Devano hanya tertawa geli melihat kelakuan gadisnya itu. Gadisnya? Sorry, tapi memang benar. Devano mengikuti langkah Sabrina keluar dari kelas yang terburu.

Brukkk!

Seseorang tak sengaja menabraknya. Dengan wajah sedikit kesal mulut Devano siap untuk menghujat—oh Devano, yang menabraknya seorang gadis.

"Lo gak ngeliat ada orang jalan gak sih!?" Bentaknya, meski dengan separuh emosi yang masih ditahan.

Gadis itu menatap serius.

Ekspresi yang sudah tertebak oleh respon Devano yang berdecak menatapnya.

Cukup cantik. Tapi persetan. Tatapannya saja sudah tergila-gila dengan Devano pada pandangan pertama.

"Mati suri? Gak minat minta maaf?" Celutuk Devano seraya menjentikkan jarinya dihadapan wajah gadis itu. Membuatnya tersadar dari tatapan kosongnya.

"Eh—maa-maaf"

Puas—mendengar kata itu, membuat Devano melengos dan melanjutkan langkahnya lagi untuk mengejar Ssbrina yang baru saja berbelok pada salah satu belokan didalam lorong.

***

Evan masuk ke dalam kelas dengan buru-buru. Langkahnya gopoh karena ingin segera memberitahukan sesuatu pada teman kelasnya.

"Kalian tau gak!?" Teriaknya memenuhi kelas, saat ia baru sampai dan berdiri didepan bangku Devano. Semua pandangan tertuju padanya.

"Kenapa?" Tanya Juno mewakili.

"Gue baru dapet info nih, anget-anget tai ayam masih"

"Apaan dah cepet!?" Bentak Lala yang sudah lelah melihat kealayannya.

"Sabar dah Lala teletubbies" cibir Evan sebelum melihat situasi luar kelas lalu duduk diatas meja paling pojok depan dekat pintu.
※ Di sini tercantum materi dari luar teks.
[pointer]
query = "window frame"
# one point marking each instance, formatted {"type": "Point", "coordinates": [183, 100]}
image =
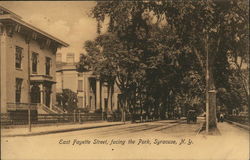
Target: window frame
{"type": "Point", "coordinates": [18, 56]}
{"type": "Point", "coordinates": [32, 62]}
{"type": "Point", "coordinates": [48, 64]}
{"type": "Point", "coordinates": [18, 90]}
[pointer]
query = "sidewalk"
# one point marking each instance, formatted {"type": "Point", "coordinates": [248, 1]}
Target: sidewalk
{"type": "Point", "coordinates": [13, 132]}
{"type": "Point", "coordinates": [232, 130]}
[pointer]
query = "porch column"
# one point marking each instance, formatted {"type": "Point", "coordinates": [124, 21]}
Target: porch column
{"type": "Point", "coordinates": [50, 104]}
{"type": "Point", "coordinates": [102, 100]}
{"type": "Point", "coordinates": [41, 94]}
{"type": "Point", "coordinates": [87, 91]}
{"type": "Point", "coordinates": [98, 94]}
{"type": "Point", "coordinates": [3, 70]}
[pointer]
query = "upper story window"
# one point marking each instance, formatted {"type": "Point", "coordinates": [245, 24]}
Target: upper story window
{"type": "Point", "coordinates": [47, 66]}
{"type": "Point", "coordinates": [19, 56]}
{"type": "Point", "coordinates": [19, 82]}
{"type": "Point", "coordinates": [80, 85]}
{"type": "Point", "coordinates": [34, 59]}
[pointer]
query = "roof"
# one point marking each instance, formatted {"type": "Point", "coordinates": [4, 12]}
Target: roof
{"type": "Point", "coordinates": [13, 17]}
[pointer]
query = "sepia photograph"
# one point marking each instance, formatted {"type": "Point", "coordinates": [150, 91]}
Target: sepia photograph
{"type": "Point", "coordinates": [124, 80]}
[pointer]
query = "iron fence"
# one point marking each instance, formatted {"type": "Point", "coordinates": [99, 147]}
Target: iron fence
{"type": "Point", "coordinates": [22, 118]}
{"type": "Point", "coordinates": [240, 119]}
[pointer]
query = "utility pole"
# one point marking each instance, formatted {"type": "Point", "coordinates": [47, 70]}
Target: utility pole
{"type": "Point", "coordinates": [207, 84]}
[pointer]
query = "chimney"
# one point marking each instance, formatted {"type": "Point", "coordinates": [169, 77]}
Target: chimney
{"type": "Point", "coordinates": [59, 57]}
{"type": "Point", "coordinates": [70, 58]}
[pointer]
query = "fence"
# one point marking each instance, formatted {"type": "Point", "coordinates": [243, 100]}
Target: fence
{"type": "Point", "coordinates": [240, 119]}
{"type": "Point", "coordinates": [22, 118]}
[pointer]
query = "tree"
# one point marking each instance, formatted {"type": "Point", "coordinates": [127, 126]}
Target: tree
{"type": "Point", "coordinates": [162, 36]}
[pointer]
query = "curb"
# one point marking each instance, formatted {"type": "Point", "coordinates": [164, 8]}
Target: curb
{"type": "Point", "coordinates": [238, 124]}
{"type": "Point", "coordinates": [60, 130]}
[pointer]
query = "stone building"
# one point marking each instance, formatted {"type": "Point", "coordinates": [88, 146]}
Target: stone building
{"type": "Point", "coordinates": [91, 92]}
{"type": "Point", "coordinates": [28, 68]}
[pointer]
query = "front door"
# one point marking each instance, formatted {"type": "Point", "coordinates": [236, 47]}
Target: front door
{"type": "Point", "coordinates": [35, 94]}
{"type": "Point", "coordinates": [47, 96]}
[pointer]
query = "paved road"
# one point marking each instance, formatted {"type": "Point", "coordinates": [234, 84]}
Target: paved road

"Anak kepsek! Yang dari Singapore sekolah di sini!"

"Lo kata siapa?"
"Lo gak boong kan?"
"Cewek apa cowok?"
"Kalo cowok ganteng apa kagak?"
"Kalo cewek cantik gak?"

Semua bergantian bertanya. Kebiasaan raqyat milenial. Super kepo.
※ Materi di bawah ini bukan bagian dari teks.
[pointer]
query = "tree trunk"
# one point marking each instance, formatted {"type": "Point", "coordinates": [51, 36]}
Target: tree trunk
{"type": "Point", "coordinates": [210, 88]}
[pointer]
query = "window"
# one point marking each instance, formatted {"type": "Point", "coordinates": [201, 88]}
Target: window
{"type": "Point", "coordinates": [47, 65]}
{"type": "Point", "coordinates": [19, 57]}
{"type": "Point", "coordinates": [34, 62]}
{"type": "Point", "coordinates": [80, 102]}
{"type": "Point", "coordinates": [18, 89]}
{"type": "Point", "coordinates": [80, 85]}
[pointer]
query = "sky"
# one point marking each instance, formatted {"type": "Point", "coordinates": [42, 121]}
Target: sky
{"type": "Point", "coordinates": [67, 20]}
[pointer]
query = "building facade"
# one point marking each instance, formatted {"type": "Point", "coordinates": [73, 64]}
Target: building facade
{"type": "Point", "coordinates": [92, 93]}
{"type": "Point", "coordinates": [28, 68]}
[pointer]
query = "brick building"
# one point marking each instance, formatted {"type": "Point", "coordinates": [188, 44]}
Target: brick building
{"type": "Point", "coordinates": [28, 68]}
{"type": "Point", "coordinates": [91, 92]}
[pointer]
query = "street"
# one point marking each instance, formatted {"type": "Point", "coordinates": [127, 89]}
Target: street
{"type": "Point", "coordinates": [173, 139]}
"Kalo nanya satu-satu napa, set dah! Gue bingung nih mau ngejawab yang mana"

"Evan?" panggil Sabrina seraya melepaskan headphonenya. "Dia cewek apa cowok? Udah kelas berapa?"

"Nah, gini dong kalo nanya! Singkat jelas padat anggun dan juga sopan. Jadi gue gampang ngejawabnya"
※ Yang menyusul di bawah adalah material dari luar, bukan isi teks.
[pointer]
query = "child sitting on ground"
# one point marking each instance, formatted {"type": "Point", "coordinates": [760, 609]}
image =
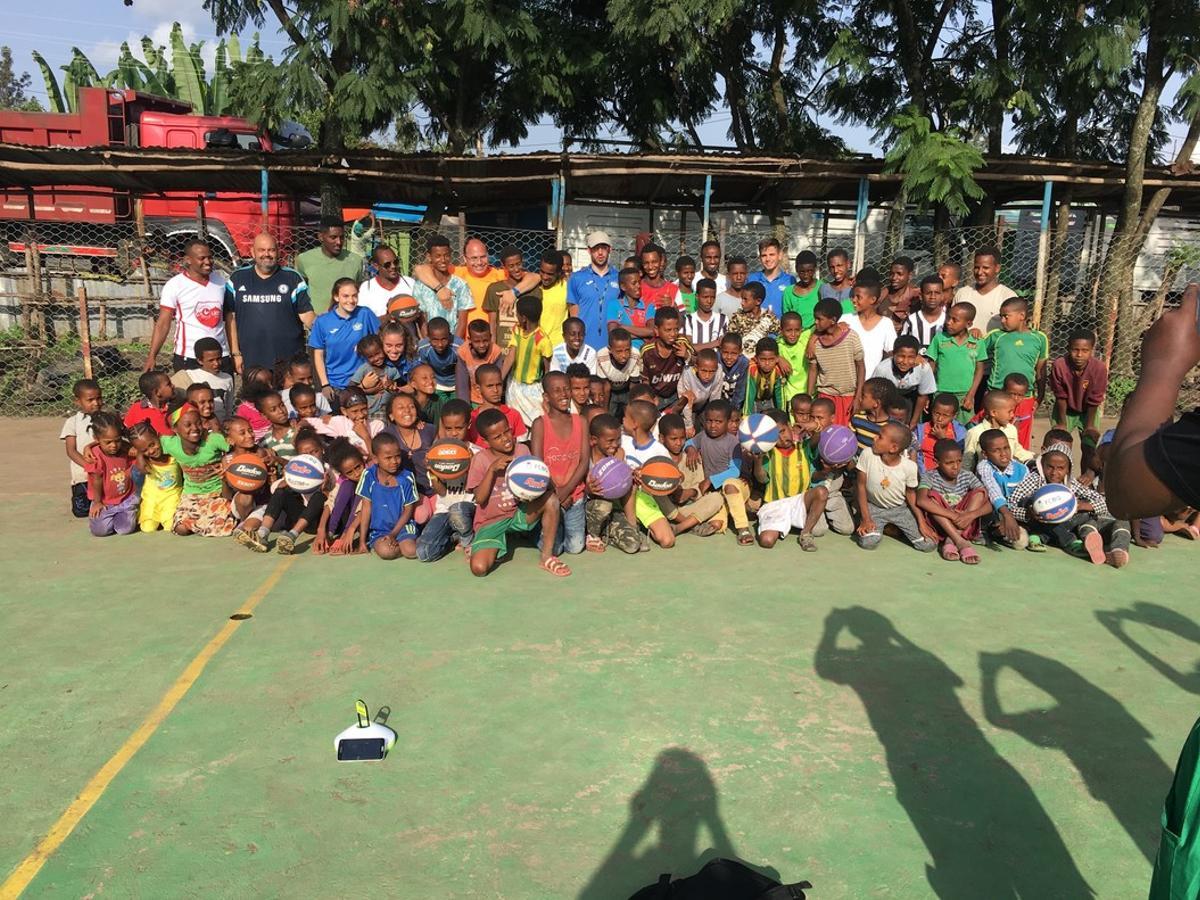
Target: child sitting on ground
{"type": "Point", "coordinates": [1091, 532]}
{"type": "Point", "coordinates": [526, 359]}
{"type": "Point", "coordinates": [954, 502]}
{"type": "Point", "coordinates": [388, 499]}
{"type": "Point", "coordinates": [498, 514]}
{"type": "Point", "coordinates": [835, 361]}
{"type": "Point", "coordinates": [114, 502]}
{"type": "Point", "coordinates": [1079, 382]}
{"type": "Point", "coordinates": [162, 481]}
{"type": "Point", "coordinates": [76, 435]}
{"type": "Point", "coordinates": [156, 393]}
{"type": "Point", "coordinates": [609, 522]}
{"type": "Point", "coordinates": [1000, 473]}
{"type": "Point", "coordinates": [454, 510]}
{"type": "Point", "coordinates": [887, 492]}
{"type": "Point", "coordinates": [789, 499]}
"Udah buruan abdul dijawab!" Bentak Ricky dengan melempar bolpoin kearahnya.

"Udah jangan banyak bacot jawab!" Tegur Titha segera.

"Iya iya. Dia cewek! Namanya Dhea salsalova, katanya sih di panggil Dhea, dia udah kelas XII alias sama kayak kita, tapi dia masuk kelas IPS 5"

"IPS 5!?" Sesuai dengan ekspektasi Evan, pasti semua temannya tak menyangka. Heran mengapa gadis itu masuk ke kelas tingkatan terendah di sekolah milik Bapaknya.

"Katanya sih, otaknya cetek. Dia cuma menang cantik aja, jadinya kepsek sendiri yang nyuruh guru masukin dia ke kelas ips 5"

"Ooh..." ucap sekelas kompak.

"Eh Devano! Jangan sampe lo jadiin dia pacar ke 100! Bisa mampus lu di makan sama kepsek!"
Teriak Titha yang disambut tawa semuanya.

"Rese' lo. Lagian gue udah insyaf" jawab Devano seraya bersandar satu lengan diatas meja, yang langsung mendapat sorakan dari teman-temannya.